Não, não estou dizendo que essas situações anteriores sejam motivo para criminalizar o trabalho da imprensa. Ao contrário, estou entre os que compreendem e defendem a distinção entre o processo de obtenção das informações (que em todos esses casos foi de forma criminosa) e sua divulgação pela imprensa, assegurada pela Constituição no bojo do princípio democrático de uma imprensa livre, e baseada na noção de interesse público, também presente em todas as situações.

O que frustra é ver a esmagadora maioria da população demonstrar ou incapacidade ou falta de vontade para perceber o que esses episódios têm em comum, o que obrigaria a tratá-los da mesma maneira.

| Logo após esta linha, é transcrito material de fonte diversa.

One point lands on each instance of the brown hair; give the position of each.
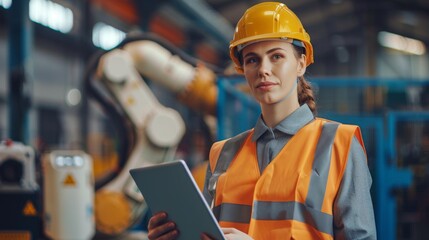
(305, 91)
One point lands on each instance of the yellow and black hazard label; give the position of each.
(69, 180)
(29, 209)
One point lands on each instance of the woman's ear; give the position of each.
(302, 66)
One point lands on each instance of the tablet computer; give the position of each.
(170, 187)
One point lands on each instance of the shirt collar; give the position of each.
(290, 125)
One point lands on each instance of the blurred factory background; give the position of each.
(89, 89)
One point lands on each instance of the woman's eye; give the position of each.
(277, 56)
(250, 60)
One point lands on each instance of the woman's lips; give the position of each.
(265, 86)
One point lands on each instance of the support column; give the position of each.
(20, 34)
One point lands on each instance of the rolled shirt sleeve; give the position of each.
(353, 209)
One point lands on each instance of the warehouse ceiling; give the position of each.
(331, 23)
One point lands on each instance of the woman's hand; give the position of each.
(230, 234)
(160, 228)
(234, 234)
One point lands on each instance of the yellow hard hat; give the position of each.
(268, 20)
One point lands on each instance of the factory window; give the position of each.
(401, 43)
(52, 15)
(106, 36)
(5, 3)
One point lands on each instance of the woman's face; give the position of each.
(271, 69)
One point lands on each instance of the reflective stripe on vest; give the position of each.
(230, 147)
(309, 210)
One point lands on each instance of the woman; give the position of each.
(292, 176)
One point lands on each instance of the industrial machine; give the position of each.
(20, 206)
(152, 131)
(68, 195)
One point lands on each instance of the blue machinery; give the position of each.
(238, 112)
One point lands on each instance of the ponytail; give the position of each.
(305, 94)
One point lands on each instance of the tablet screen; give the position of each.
(170, 187)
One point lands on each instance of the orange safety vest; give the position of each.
(294, 196)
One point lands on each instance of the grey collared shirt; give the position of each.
(353, 211)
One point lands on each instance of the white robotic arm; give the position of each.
(158, 129)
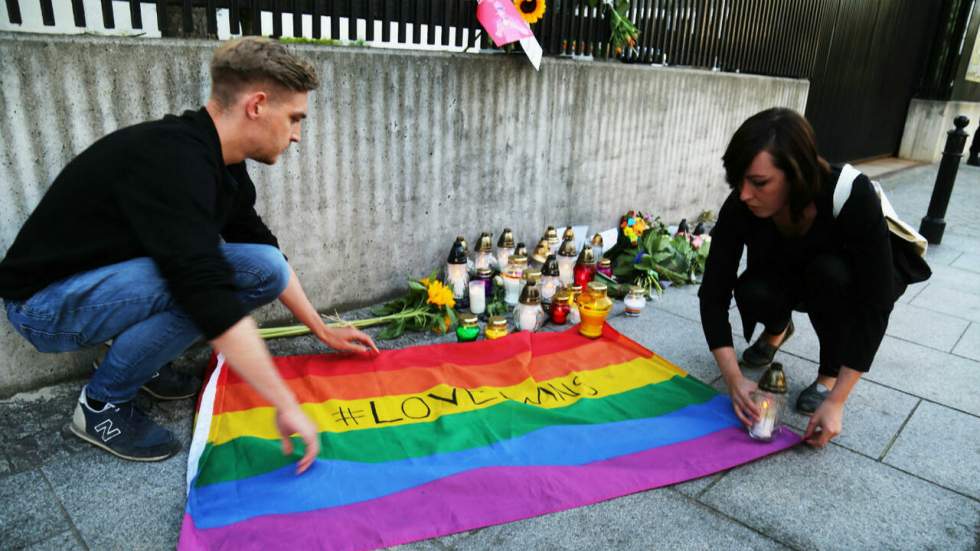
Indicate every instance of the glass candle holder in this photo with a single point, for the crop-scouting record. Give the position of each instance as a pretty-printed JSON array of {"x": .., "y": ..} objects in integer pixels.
[
  {"x": 457, "y": 273},
  {"x": 529, "y": 316},
  {"x": 635, "y": 301},
  {"x": 584, "y": 267},
  {"x": 478, "y": 297},
  {"x": 512, "y": 277},
  {"x": 485, "y": 275},
  {"x": 561, "y": 307},
  {"x": 597, "y": 245},
  {"x": 551, "y": 237},
  {"x": 574, "y": 315},
  {"x": 594, "y": 307},
  {"x": 604, "y": 267},
  {"x": 467, "y": 330},
  {"x": 505, "y": 248},
  {"x": 566, "y": 261},
  {"x": 770, "y": 398},
  {"x": 496, "y": 328},
  {"x": 484, "y": 251}
]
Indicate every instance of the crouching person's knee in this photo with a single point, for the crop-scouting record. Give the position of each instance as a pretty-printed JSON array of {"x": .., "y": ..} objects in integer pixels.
[
  {"x": 261, "y": 272},
  {"x": 276, "y": 269}
]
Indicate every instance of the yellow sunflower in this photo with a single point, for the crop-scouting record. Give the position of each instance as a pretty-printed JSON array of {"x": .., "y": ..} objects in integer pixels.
[
  {"x": 531, "y": 10},
  {"x": 440, "y": 295}
]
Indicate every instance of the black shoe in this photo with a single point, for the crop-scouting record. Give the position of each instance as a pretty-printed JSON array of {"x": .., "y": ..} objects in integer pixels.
[
  {"x": 811, "y": 398},
  {"x": 761, "y": 353},
  {"x": 166, "y": 384},
  {"x": 170, "y": 384},
  {"x": 123, "y": 430}
]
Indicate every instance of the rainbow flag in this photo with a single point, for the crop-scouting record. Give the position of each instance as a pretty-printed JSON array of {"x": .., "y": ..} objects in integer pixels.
[{"x": 432, "y": 440}]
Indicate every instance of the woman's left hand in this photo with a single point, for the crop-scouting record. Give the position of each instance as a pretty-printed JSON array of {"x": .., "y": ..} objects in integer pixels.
[
  {"x": 347, "y": 339},
  {"x": 825, "y": 424}
]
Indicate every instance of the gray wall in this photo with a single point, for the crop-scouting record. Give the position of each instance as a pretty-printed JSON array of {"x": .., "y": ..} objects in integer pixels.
[{"x": 401, "y": 152}]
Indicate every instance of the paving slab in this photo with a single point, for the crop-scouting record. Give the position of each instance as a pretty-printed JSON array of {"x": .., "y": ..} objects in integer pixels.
[
  {"x": 969, "y": 345},
  {"x": 64, "y": 541},
  {"x": 940, "y": 445},
  {"x": 956, "y": 279},
  {"x": 677, "y": 339},
  {"x": 925, "y": 327},
  {"x": 112, "y": 501},
  {"x": 836, "y": 499},
  {"x": 942, "y": 255},
  {"x": 872, "y": 417},
  {"x": 658, "y": 519},
  {"x": 967, "y": 261},
  {"x": 694, "y": 488},
  {"x": 684, "y": 304},
  {"x": 911, "y": 292},
  {"x": 30, "y": 512},
  {"x": 914, "y": 369}
]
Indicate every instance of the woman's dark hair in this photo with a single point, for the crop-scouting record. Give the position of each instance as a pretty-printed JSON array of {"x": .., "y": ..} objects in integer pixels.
[{"x": 789, "y": 138}]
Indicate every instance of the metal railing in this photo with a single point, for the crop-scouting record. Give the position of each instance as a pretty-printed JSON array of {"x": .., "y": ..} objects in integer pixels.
[{"x": 771, "y": 37}]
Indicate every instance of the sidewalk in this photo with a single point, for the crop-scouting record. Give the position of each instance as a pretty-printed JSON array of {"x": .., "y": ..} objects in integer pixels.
[{"x": 905, "y": 473}]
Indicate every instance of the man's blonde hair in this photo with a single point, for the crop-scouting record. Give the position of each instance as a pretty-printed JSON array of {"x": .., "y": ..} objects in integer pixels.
[{"x": 239, "y": 63}]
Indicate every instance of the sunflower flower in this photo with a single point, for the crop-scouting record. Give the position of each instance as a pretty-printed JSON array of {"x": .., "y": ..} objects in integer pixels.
[
  {"x": 440, "y": 294},
  {"x": 530, "y": 10}
]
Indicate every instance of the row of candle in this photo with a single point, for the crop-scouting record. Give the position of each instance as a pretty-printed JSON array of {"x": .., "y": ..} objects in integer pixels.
[{"x": 559, "y": 264}]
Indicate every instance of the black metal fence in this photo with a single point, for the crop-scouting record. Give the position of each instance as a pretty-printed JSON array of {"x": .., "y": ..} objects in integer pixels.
[{"x": 772, "y": 37}]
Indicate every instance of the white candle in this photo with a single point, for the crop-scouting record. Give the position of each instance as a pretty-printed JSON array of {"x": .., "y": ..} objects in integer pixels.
[
  {"x": 549, "y": 286},
  {"x": 512, "y": 289},
  {"x": 763, "y": 428},
  {"x": 478, "y": 297},
  {"x": 528, "y": 319},
  {"x": 503, "y": 256},
  {"x": 566, "y": 269}
]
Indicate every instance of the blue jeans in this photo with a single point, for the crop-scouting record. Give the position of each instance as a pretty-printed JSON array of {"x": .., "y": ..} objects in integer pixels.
[{"x": 130, "y": 303}]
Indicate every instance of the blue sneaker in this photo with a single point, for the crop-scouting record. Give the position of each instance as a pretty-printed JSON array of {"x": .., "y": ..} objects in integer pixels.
[
  {"x": 166, "y": 384},
  {"x": 123, "y": 430}
]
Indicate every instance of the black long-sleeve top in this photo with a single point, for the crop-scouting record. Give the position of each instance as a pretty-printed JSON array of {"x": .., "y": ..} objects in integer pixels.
[
  {"x": 859, "y": 234},
  {"x": 158, "y": 189}
]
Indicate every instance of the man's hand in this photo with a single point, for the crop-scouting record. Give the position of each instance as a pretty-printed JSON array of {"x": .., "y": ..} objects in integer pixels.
[
  {"x": 741, "y": 394},
  {"x": 825, "y": 424},
  {"x": 291, "y": 421},
  {"x": 347, "y": 339}
]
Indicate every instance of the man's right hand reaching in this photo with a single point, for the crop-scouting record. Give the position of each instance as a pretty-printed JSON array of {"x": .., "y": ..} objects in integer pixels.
[
  {"x": 291, "y": 421},
  {"x": 247, "y": 354}
]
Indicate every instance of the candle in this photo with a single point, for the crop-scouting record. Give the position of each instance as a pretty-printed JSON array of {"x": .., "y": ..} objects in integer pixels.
[
  {"x": 635, "y": 301},
  {"x": 496, "y": 328},
  {"x": 478, "y": 296},
  {"x": 467, "y": 330},
  {"x": 762, "y": 429},
  {"x": 512, "y": 289},
  {"x": 770, "y": 398}
]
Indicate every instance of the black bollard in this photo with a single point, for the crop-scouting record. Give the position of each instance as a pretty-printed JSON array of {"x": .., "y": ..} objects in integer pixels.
[
  {"x": 974, "y": 158},
  {"x": 933, "y": 223}
]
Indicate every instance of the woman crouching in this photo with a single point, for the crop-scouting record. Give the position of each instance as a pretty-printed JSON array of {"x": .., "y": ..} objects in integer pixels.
[{"x": 837, "y": 269}]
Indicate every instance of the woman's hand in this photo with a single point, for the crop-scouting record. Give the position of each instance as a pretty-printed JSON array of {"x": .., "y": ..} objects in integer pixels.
[
  {"x": 740, "y": 390},
  {"x": 825, "y": 423},
  {"x": 347, "y": 339},
  {"x": 292, "y": 420}
]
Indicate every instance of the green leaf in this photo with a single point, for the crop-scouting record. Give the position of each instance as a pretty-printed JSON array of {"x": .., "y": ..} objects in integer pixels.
[{"x": 392, "y": 331}]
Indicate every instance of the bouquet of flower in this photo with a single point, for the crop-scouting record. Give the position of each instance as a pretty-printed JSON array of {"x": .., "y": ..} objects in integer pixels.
[
  {"x": 428, "y": 305},
  {"x": 646, "y": 254}
]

Porém, eis que a cegueira seletiva entra em cena, e então nossos filtros deixam de fora do rigor analítico nossos políticos de estimação.

Há muito de verdade no que tantos especialistas têm dito nos últimos tempos: que em uma democracia madura e consolidada as instituições se mostrariam mais sólidas e reagiriam, expurgando aventuras personalistas e messiânicas, seja no campo eleitoral, seja no campo jurídico. Na maioria das democracias pelo mundo afora, Moro e Dallagnol já estariam afastados dos cargos e respondendo por seus desvios de conduta.

Mas tenho a impressão de que se diz pouco sobre o papel da população nessa história. Instituições fortes são imprescindíveis para a sustentação de um regime democrático. Contudo, elas não são suficientes. Não há democracia no mundo que se consolide e que seja capaz de durar sem uma cultura democrática robusta que dê sustentação ao regime e às suas instituições. Embora nossas instituições democráticas sejam, de fato, frágeis, esse está longe de ser o único problema de nossa democracia. Nossa cultura democrática é ainda mais precária.

O Brasil não terá uma democracia forte enquanto seus eleitores agirem como hordas de animais guiados pelo fígado, que acreditam que o país só será melhor quando os adversários políticos forem todos linchados e destruídos. A única coisa que esse comportamento é capaz de alimentar são as sementes do autoritarismo, essa coisa horrorosa de que tantos acusam a Venezuela, mas que são incapazes de perceber no próprio quintal.